Why was Moses writing this? Moses was not writing a command to divorce. Moses was not writing reasons for marriages to end. Rather, Moses was making it plain that if a man divorced his wife and she became another man’s wife and then that second marriage ended either by divorce or by death the first husband could not take her back.
Not only do we read of polygamy, sexual unfaithfulness, and divorce in the OT, but we also read about abuse. The same Moses who wrote Deuteronomy 24:1-4 also wrote Exodus 21.

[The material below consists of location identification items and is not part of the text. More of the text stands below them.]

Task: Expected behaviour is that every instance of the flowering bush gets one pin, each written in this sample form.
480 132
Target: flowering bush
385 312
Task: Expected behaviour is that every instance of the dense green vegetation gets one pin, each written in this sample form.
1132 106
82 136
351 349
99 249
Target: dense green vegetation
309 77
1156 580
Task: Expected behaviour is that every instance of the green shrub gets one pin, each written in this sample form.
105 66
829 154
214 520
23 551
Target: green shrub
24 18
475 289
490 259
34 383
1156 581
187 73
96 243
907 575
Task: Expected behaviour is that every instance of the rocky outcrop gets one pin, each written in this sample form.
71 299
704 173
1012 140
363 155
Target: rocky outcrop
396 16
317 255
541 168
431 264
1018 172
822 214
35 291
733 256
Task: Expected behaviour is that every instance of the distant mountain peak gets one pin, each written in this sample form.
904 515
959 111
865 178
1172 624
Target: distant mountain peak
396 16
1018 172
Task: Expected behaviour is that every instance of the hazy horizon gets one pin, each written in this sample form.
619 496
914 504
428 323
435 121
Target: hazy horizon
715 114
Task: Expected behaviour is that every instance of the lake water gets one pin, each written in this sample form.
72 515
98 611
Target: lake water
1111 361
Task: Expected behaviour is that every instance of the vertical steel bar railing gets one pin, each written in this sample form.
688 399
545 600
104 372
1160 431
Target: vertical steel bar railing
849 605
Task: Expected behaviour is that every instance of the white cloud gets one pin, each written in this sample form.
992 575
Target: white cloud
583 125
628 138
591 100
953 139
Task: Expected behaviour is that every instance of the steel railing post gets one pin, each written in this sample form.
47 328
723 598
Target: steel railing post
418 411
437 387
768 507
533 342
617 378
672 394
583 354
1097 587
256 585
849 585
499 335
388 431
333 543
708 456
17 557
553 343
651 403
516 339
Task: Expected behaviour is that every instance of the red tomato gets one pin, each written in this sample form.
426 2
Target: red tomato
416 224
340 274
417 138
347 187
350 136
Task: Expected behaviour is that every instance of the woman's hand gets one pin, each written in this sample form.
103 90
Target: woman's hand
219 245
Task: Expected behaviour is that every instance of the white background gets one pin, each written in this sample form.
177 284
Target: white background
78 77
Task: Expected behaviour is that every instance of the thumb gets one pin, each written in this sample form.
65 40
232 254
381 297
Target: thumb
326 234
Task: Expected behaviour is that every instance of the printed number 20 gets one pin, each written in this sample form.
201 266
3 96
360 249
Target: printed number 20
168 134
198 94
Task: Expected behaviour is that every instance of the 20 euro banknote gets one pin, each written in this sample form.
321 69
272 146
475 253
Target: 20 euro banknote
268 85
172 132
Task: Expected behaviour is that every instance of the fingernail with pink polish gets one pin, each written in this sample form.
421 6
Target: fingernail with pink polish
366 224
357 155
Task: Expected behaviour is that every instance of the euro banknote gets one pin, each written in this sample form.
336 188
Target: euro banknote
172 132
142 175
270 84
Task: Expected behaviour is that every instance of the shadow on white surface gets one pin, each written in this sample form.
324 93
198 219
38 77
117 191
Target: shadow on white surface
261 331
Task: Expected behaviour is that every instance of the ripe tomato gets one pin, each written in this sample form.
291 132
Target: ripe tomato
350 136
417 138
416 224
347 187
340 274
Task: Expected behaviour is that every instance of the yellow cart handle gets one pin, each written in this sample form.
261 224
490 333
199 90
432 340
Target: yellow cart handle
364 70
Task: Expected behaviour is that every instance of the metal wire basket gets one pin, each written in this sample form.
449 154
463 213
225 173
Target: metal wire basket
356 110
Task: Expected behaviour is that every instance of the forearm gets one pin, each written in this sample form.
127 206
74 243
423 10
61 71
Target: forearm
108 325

Exodus 21:7-11 details a common practice of the day. Women were often sold as slaves, and sometimes those slaves became wives or concubines. This text describes something that was common practice. A man would buy a slave woman, and this woman would become the wife of his son. Sometimes then, the son would find a new wife. Perhaps one that he found to be more attractive, or more pleasing in one way or another. Now, not only does he have two wives, but he would begin to neglect and mistreat his first wife. By diminishing her food, clothing, and “marital rights” , (V.10). This practice was apparently commonplace enough that it warranted a law being written to prevent men abusing their wives by neglecting them when they found someone else. God protects these slave/wives by saying that if their husband diminished their food, clothing, or marital rights they could go out for nothing, meaning they would not need payment for their freedom from being a slave-wife. They would be free from their husband.
What we have seen so far is that God had a beautiful design for one man and one woman to become one flesh, and to hold fast to each other for life. Then, sin entered the world. Like everything else that was pure and holy, we see the stains of sin on the marriages of the Bible. We see polygamy, unfaithfulness, divorce, and abuse. God never wanted it to be this way.
There may be someone who is reading this in pain. Your pain. Real pain. I want you to know that you are not alone. God Himself knows the sting of divorce (Jeremiah 3:8-10). As we continue our study of this topic, it is my prayer that you will find direction and healing for your soul.